New Delhi:
As investigators search for information that could lead to who is responsible for Delhi's latest terror attack, they have little to assist them.
They believe the bomb that was stuck onto the SUV of the Israeli embassy was planted by a man on a red motorcycle. The explosion erupted on Monday evening just a few feet from the Prime Minister's house. But there was not a single security camera installed or controlled by the Delhi Police in this sensitive high security zone of the capital.
So the clue about a red bike comes from a security camera belonging to a rich entrepreneur's home on Aurangzeb Road. Home Minister P Chidambaram said yesterday that the license plate of the bike or the identity of its user is not caught on this camera.
The lack of security cameras was underscored brutally when last September a bomb exploded at a busy gate of the Delhi High Court. 11 people were killed; another 74 were injured.
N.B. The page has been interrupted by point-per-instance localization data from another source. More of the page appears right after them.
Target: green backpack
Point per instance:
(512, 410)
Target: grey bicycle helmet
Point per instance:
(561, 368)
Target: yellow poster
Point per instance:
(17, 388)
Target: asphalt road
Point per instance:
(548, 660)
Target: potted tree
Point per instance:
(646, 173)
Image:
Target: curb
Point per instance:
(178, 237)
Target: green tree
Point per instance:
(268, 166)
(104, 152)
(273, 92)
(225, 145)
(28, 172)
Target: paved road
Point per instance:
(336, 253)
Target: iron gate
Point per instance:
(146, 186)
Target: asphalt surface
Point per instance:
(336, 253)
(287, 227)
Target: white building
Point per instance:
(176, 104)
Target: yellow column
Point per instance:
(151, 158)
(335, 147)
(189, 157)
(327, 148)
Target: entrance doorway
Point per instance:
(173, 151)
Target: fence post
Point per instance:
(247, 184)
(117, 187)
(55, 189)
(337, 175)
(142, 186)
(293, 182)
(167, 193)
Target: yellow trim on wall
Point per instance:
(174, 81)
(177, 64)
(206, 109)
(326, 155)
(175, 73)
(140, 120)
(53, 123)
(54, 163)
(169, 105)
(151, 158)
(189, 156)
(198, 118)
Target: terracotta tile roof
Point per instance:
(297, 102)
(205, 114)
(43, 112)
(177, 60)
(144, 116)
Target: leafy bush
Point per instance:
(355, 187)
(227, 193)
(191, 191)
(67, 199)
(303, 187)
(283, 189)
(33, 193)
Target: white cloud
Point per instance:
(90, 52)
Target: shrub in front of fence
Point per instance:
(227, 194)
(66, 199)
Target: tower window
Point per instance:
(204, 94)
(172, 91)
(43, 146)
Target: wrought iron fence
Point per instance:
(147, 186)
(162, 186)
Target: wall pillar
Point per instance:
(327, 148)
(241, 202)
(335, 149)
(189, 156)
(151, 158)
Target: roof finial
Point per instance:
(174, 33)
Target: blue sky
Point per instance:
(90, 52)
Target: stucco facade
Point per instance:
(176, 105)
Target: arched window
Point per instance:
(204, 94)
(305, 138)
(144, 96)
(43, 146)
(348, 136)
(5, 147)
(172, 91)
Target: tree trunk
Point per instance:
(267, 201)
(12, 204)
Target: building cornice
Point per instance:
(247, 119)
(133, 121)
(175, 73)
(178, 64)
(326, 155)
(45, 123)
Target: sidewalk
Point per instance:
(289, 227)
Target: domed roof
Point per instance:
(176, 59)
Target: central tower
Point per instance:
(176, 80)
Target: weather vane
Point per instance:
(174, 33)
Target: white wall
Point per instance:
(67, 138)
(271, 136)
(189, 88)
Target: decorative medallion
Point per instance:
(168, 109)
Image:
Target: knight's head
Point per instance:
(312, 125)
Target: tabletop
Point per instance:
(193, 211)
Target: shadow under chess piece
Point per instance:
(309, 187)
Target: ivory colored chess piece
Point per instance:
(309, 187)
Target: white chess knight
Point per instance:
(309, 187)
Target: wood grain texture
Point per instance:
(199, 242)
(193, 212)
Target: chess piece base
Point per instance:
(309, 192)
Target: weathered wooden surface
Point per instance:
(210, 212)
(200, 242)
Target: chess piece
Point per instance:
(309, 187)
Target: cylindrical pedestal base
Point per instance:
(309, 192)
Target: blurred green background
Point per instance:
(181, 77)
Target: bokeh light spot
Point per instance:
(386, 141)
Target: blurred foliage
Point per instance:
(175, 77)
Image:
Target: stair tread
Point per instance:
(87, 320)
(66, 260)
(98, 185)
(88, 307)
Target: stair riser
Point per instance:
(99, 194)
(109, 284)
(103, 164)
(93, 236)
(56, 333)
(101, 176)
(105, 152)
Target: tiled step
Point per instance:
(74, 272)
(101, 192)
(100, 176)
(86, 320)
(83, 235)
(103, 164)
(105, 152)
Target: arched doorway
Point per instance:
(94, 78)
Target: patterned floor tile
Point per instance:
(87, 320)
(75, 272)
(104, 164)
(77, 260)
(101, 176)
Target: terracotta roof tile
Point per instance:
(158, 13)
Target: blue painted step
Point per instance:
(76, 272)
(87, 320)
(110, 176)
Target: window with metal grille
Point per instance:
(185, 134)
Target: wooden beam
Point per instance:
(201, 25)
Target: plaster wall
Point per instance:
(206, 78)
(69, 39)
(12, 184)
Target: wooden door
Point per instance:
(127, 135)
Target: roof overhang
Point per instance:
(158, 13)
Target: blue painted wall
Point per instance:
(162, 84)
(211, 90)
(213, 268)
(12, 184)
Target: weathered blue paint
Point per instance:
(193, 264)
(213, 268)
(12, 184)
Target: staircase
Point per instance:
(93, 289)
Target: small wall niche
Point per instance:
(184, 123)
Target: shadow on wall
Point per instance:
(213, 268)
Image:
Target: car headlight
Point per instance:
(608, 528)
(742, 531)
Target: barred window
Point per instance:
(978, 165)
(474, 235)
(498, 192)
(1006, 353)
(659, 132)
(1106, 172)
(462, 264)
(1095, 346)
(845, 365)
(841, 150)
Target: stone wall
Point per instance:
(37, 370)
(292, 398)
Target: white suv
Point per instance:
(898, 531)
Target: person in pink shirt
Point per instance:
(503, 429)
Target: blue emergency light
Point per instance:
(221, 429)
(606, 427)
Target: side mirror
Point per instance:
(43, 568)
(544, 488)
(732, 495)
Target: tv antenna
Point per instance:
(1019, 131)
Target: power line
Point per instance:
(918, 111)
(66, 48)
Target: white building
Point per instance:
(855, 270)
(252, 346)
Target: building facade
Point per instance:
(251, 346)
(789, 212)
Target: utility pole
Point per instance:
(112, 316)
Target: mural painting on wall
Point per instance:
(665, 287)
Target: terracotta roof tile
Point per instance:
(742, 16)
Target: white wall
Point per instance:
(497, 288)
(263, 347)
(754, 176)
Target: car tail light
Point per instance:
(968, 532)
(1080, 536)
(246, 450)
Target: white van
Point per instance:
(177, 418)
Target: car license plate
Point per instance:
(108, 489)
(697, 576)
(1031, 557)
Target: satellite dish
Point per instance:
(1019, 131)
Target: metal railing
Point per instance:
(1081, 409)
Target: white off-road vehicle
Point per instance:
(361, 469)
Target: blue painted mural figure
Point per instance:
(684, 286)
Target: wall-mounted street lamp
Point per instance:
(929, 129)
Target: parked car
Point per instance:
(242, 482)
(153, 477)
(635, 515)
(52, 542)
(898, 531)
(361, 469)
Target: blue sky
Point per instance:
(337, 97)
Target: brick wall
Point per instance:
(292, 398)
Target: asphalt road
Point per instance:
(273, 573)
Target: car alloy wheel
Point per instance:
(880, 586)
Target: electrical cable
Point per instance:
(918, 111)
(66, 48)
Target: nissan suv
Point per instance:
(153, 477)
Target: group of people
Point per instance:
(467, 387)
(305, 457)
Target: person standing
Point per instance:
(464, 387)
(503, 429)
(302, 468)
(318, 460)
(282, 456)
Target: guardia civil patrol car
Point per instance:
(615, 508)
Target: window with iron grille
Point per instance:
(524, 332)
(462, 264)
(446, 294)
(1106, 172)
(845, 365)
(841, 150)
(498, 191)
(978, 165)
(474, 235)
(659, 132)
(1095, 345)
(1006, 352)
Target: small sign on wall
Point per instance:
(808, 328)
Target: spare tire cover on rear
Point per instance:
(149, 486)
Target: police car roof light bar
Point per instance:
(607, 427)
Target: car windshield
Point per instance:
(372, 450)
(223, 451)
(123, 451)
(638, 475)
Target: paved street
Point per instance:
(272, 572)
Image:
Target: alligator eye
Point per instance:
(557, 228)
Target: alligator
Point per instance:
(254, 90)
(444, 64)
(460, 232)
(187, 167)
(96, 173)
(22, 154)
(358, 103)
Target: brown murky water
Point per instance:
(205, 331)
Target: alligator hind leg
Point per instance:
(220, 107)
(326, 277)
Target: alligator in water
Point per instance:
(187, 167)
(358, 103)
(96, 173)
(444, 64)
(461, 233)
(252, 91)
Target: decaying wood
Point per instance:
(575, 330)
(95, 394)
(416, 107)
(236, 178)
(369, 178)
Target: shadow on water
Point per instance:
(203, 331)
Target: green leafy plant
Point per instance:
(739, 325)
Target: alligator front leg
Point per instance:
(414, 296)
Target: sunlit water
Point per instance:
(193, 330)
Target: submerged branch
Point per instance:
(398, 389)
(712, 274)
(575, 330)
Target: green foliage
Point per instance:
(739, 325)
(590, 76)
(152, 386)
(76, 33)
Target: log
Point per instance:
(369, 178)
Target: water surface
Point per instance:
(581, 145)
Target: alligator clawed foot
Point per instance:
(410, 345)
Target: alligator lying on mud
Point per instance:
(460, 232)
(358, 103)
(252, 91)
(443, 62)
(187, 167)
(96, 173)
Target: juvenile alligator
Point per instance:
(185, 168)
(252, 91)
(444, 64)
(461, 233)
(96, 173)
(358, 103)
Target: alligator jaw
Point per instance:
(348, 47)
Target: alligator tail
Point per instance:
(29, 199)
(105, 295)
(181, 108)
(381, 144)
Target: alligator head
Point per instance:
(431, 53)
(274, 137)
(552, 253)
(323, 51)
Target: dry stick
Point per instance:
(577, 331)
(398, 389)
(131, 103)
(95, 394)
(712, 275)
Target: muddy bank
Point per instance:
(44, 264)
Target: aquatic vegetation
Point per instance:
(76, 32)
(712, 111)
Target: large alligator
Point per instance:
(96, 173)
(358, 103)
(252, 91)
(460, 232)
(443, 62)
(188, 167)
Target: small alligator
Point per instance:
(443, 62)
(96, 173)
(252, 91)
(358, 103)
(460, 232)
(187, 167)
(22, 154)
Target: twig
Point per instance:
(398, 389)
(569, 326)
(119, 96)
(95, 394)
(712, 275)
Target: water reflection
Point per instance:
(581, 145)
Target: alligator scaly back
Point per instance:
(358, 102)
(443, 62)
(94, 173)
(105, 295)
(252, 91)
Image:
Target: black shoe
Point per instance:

Judges, the police and the Delhi government had agreed that urgent course correction was needed.
Ahead of the Commonwealth Games in October 2010, Delhi had planned an extensive network of security cameras and scanners. The surveillance plans used by the London Metropolitan Police and the Beijing police had been used as a reference point. 90 entry and exit points were shortlisted for more than 2000 cameras and scanners. Control rooms at 150 locations would monitor these cameras. Each control room was to have three officers- one watching the footage, another logging it for records, and a third to organise an intervention and alert, if needed.
What exists today is shorthand for disaster in a city that has been a recurring target of terrorists. 34 markets are under surveillance; only 25 of them are monitored by the main control room of the Delhi Police. Many VIP areas have no CCTVs. Delhi's notoriously porous borders remain largely off-camera.